The Madness of Human Intervention

This morning I caught the tail end of a fascinating discussion on Radio 4’s Today Programme about how human intervention has changed the planet in the past and how we stand at a pivotal and extraordinary point in our relationship with Earth now.

I learned how, many thousand of years ago, the discovery of Australia caused the death of 90% of the big animals; how the arrival of Europeans in the Americas caused the death of 50 million people in just a few years, mostly farmers; how black rats and diseases were spread throughout the globe by explorers and traders; and how our use of technology has the capacity now to make humans the super-dominant species on Earth.

Planet EarthProfessor Mark Maslin and Yuval Harari have co-authored a new paper on the subject in the journal Nature, and they talked about how we have moved from a position where we were subservient to the world of nature, to one where we co-existed, and then to one where we are in total control.
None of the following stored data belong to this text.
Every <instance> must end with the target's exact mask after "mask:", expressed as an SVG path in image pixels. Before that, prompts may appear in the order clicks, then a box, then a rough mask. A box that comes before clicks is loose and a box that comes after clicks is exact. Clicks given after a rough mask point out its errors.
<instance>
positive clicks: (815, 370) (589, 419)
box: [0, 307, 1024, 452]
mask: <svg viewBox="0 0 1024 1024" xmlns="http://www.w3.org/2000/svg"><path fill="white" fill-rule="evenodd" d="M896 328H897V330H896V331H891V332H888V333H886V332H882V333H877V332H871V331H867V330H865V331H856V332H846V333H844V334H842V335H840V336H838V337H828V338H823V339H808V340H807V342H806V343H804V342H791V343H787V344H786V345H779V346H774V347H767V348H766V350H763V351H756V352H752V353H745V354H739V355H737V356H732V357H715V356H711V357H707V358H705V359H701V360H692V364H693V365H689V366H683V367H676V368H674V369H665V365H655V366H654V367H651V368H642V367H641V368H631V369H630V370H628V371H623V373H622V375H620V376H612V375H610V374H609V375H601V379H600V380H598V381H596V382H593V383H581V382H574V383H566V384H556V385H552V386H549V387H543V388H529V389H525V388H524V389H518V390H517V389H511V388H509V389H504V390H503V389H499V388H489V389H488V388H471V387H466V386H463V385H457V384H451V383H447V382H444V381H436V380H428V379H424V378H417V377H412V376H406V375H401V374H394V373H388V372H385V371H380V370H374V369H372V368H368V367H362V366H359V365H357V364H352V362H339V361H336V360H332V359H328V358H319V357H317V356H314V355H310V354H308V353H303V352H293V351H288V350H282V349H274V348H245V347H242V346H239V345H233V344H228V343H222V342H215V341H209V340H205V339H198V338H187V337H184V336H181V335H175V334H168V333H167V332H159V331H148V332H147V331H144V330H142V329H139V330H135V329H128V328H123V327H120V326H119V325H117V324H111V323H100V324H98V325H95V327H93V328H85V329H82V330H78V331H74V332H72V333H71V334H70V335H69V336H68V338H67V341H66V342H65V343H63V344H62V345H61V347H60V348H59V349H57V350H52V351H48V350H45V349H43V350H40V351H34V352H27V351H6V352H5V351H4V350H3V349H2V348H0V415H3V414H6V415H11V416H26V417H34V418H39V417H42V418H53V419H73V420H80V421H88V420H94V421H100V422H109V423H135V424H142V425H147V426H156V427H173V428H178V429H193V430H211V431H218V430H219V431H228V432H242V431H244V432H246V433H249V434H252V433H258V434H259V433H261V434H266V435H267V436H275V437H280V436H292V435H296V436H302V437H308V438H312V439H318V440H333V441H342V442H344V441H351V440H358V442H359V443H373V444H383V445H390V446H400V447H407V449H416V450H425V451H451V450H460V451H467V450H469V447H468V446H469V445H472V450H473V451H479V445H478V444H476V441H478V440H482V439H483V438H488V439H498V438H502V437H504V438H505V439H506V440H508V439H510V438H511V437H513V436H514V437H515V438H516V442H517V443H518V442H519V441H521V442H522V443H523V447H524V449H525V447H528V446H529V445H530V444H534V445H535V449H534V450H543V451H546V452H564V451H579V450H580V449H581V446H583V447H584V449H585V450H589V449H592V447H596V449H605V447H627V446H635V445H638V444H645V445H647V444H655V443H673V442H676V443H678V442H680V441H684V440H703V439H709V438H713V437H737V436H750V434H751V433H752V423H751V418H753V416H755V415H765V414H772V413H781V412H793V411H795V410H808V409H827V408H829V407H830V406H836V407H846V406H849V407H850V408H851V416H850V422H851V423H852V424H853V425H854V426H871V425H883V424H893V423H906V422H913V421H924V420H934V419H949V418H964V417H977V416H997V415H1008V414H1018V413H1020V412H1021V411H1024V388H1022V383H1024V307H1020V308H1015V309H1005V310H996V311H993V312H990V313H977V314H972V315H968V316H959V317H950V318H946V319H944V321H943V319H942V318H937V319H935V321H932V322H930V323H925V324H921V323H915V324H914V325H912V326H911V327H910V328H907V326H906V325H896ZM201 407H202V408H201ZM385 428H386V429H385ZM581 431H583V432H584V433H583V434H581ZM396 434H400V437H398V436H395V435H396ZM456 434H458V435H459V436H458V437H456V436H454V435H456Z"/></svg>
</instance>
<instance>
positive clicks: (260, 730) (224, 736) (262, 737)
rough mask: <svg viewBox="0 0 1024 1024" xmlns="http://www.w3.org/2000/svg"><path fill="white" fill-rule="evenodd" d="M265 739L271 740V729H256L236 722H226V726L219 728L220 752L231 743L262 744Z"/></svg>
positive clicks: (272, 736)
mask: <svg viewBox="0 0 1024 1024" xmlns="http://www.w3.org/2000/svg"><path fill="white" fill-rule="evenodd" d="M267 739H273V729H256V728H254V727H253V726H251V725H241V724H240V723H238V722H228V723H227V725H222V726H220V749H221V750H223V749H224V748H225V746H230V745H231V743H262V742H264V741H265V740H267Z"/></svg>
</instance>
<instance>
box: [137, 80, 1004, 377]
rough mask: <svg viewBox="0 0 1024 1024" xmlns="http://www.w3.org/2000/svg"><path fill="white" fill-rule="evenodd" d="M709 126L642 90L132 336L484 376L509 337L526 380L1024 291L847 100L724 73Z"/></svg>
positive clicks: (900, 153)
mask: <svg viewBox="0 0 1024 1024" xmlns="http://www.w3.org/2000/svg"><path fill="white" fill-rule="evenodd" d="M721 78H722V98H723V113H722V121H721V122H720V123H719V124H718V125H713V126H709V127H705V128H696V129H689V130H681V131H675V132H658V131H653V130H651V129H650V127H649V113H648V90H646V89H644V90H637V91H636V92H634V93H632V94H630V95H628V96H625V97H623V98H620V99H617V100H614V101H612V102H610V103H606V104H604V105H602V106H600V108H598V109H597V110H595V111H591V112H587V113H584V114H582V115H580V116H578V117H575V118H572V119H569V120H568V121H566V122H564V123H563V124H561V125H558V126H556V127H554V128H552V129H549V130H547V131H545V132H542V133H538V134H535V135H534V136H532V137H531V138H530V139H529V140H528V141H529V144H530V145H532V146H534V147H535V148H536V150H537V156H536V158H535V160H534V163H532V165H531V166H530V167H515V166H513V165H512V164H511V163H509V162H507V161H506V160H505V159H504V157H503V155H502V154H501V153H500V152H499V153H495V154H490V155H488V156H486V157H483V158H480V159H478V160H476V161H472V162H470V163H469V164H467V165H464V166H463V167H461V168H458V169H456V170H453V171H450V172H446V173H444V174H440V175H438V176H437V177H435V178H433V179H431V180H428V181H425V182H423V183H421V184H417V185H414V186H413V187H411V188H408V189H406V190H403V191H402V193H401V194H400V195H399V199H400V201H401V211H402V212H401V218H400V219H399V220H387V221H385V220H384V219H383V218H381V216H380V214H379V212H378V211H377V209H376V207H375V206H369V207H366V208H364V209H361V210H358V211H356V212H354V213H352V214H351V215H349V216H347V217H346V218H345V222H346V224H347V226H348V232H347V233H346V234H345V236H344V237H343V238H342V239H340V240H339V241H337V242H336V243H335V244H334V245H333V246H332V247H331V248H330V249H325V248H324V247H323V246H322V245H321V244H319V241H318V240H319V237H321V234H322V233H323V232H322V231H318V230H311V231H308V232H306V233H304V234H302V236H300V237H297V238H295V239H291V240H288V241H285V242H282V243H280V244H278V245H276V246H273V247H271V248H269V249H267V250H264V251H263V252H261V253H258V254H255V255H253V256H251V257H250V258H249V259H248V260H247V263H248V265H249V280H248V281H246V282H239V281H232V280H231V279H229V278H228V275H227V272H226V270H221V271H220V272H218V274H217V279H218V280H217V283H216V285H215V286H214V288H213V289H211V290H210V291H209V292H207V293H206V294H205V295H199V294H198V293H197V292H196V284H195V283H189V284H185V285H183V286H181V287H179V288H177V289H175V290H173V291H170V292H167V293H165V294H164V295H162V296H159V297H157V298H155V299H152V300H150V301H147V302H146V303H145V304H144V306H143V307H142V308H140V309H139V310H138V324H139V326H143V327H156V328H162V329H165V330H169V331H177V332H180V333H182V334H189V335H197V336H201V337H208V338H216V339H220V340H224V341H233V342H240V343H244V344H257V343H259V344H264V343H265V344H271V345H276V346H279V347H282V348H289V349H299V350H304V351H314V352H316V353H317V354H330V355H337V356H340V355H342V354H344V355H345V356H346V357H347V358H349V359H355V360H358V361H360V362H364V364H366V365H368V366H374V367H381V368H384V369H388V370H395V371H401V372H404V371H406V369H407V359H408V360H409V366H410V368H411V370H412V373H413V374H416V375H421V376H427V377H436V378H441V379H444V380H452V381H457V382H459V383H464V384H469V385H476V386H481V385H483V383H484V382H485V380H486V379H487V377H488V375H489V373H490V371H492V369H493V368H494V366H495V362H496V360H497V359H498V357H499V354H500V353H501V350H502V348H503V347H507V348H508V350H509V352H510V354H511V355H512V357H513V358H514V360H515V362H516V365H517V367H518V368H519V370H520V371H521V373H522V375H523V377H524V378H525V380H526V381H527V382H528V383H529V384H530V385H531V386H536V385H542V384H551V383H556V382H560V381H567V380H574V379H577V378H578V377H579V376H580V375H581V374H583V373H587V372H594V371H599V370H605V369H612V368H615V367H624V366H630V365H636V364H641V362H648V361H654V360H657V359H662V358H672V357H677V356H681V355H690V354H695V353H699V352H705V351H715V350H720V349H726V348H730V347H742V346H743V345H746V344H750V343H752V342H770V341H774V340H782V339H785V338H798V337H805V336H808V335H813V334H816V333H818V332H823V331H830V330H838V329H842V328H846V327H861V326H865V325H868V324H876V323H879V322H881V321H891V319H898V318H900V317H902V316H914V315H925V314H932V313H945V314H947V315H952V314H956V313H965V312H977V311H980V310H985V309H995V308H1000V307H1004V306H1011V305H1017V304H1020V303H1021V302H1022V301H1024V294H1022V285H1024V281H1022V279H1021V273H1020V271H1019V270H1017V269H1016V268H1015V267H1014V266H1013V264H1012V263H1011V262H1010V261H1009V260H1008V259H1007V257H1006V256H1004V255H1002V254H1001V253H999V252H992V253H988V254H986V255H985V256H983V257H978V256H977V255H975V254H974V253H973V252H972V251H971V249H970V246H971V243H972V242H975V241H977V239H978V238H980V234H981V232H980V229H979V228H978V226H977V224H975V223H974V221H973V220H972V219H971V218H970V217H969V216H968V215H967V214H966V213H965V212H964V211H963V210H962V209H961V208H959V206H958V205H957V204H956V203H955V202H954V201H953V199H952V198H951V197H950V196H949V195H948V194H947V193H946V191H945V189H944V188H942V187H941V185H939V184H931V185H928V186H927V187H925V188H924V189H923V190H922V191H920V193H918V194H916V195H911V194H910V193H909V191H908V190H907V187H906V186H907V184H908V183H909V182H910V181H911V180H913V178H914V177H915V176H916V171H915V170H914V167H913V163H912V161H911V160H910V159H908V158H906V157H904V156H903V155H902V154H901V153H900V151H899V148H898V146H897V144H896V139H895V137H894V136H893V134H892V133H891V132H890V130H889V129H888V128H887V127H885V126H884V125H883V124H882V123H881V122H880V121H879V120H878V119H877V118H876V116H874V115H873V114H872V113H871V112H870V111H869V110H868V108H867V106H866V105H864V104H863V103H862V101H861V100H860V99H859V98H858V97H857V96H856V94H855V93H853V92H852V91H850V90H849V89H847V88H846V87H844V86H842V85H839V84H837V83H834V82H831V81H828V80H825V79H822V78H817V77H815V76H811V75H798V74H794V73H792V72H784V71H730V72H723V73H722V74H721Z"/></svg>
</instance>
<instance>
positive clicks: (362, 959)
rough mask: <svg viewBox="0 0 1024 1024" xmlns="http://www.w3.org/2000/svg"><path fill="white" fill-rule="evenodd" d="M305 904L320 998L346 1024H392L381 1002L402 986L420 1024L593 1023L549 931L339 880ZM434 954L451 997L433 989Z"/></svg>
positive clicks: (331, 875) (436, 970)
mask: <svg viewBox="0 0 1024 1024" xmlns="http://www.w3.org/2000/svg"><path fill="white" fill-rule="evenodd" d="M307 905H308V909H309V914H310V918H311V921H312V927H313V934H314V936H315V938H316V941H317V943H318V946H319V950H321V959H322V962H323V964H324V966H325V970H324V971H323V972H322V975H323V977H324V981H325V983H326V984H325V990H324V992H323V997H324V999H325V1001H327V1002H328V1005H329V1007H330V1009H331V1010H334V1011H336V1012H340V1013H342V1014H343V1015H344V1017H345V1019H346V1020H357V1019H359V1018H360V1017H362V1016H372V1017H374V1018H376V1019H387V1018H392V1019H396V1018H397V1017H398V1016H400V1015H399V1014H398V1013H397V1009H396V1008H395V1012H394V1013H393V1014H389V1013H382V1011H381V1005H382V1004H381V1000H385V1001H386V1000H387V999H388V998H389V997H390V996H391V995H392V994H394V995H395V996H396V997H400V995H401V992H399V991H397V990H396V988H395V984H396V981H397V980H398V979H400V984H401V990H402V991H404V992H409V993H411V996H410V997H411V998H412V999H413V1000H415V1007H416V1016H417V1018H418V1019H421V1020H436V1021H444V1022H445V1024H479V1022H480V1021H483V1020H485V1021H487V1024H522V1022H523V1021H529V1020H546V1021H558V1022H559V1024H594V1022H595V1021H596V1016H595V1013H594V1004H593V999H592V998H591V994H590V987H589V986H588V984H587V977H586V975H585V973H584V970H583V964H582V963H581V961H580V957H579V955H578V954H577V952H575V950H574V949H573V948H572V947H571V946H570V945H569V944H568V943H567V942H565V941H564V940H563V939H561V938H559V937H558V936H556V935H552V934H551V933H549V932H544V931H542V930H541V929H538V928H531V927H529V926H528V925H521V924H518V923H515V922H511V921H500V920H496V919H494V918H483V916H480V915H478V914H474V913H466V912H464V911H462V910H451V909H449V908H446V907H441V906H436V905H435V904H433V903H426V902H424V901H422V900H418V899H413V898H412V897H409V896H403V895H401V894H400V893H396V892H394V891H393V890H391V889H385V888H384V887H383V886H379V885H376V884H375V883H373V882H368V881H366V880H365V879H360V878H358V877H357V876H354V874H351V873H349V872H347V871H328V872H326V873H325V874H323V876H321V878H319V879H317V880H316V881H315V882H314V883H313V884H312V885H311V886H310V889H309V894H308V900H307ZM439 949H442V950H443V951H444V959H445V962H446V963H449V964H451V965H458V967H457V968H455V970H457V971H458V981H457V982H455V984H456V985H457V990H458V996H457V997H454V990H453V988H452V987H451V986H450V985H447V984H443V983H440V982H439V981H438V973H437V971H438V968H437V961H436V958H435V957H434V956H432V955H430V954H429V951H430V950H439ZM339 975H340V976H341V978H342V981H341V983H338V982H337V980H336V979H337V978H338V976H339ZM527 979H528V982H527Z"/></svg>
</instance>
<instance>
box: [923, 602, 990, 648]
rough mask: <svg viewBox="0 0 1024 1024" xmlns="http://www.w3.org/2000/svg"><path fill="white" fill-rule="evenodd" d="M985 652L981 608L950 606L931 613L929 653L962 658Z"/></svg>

They spoke factually and non-judgmentally, but the inference was that we face a future where we are separated from our environment, where the balance of nature is seriously distorted and where many species of life are lost. If we believe we do not need nature, if we do not respect the Planet, but assume we can use her however we choose, great damage will result.

Stephen Hawking has, I seem to remember, warned that the over-use and over-dependence on technology by man will bring about the end of man: I believe this is true. I believe, too, that whatever the science says, the human race is not the all-powerful body that it thinks it is, but that, if we go too far, Earth will show us where the real power lies. And pride comes before a fall……..

There is time still for us to remember what really matters, though time is running out, and the law of unintended consequences seems to be forgotten in the race for progress. I feel sad for our beautiful Planet, but am comforted by my belief in her strength, and my certainty that all will be well.